6. it is according to claim 4 based on deeply study locomotive smart steering method, it is characterised in that in step In S2, the running environment information of locomotive includes train that locomotive operation daily record, train operation cross-channel data constitute state in itself Information and the ambient parameter information in the external world, wherein most parameter fluctuates in certain scope, is that can be seen by historical data The fluctuation information examined and predict, and it is probabilistic in actual scene to have fraction parameter, and may occur can not be pre- The fluctuation of survey.

7. it is according to claim 6 based on deeply study locomotive smart steering method, it is characterised in that the machine Car running environment model completes train operation basic model parameter learning to realize by supervised learning algorithm based on mechanism model Covering to general scene, the study of train operation environment perturbation parameters is completed based on dynamic graph model.

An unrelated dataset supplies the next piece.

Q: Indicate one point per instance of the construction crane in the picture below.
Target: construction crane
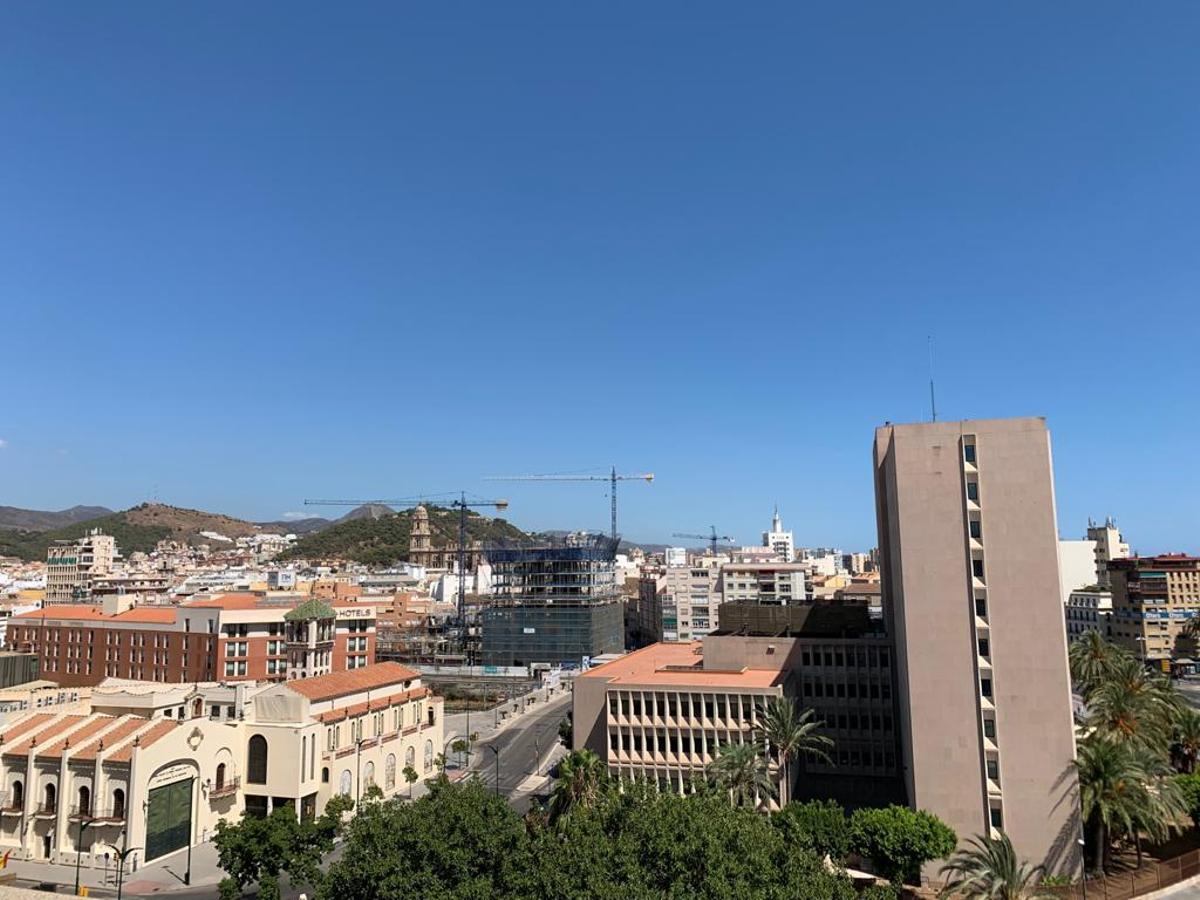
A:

8. it is according to claim 7 based on deeply study locomotive smart steering method, it is characterised in that the prison Learning algorithm is superintended and directed for decision Tree algorithms or neural network algorithm.

9. it is according to claim 4 based on deeply study locomotive smart steering method, it is characterised in that in step In S3, the evaluation mechanism includes train operation scoring and non-standard operation Penalty Mark mechanism, and the train operation is commented Extension set system is formulated based on history log, and the non-standard operation Penalty Mark mechanism is formulated based on non-standard operation.

10. it is according to claim 4 based on deeply study locomotive smart steering method, it is characterised in that in step In rapid S4, control strategy is completed by DQN models and is learnt, based on the deeply learning algorithm, the locomotive operation environment , used as feedback information, evaluation mechanism is by award or punishes that current manipulation is moved for the Real-Time Evaluation that model is acted using locomotive control Make, give the DQN model feedbacks one award evaluation of estimate, the DQN models couplings running status is made iteratively strategy more Newly with optimization.